33 & 36 Rue de Seine, 75006, Paris, France
Open: Mon-Sat 10.30am-7.30pm
Sat 9 Nov 2024 to Sat 14 Dec 2024
33 & 36 Rue de Seine, 75006 Francis Marshall: Objets des passions infernales et peintures d’horizons tristes
Mon-Sat 10.30am-7.30pm
Artist: Francis Marshall
Francis Marshall’s magic skylights
For Didier Mouchel and Dominique Polad-Hardouin
One enters Francis Marshall’s world as if at the threshold of a total labyrinthine realm. And it’s not so much the bustling profusion that reigns supreme here as it is the dead ends, false starts, back doors, and winding tunnels that unfold within it. If you looked for an expression, a meaning, you’d find a wealth of them, a multitude!...

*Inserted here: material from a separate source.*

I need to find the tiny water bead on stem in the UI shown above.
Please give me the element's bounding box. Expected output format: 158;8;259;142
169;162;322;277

In so doing, amidst this seeming mayhem, Francis Marshall reminds us that artwork is a sentry against a world on the brink of collapse. This is expressed, in their own way, by his almost abandoned railcars, his hotels made of superimposed crates where couples, embraced and entwined in both senses of the words, huddle so tightly that they seem to be in embryo, or his steles made of salvaged wooden planks that house ex-voto-like paintings in the depths of their cupboards or drawers. There remains, persistently, and particularly in his paintings, something of a muted threat, without our being quite able to locate or characterize it.
Because, for almost fifty years, the artist’s production has been characterized above all by a tenacious will to free himself from all imposed rules and constraints, especially those of beauty, truth, and justice, and even those of time and space. Thus the restlessness that constitutes his work – not unlike that of Camille Bombois or André Bauchant, to name just a few – is merely the singular expression of permanent departures from the well-trodden paths of life and art. So we traverse it via the side roads, we board moving trains, we lodge in makeshift hotels, we experience humanity differently, we see painting differently...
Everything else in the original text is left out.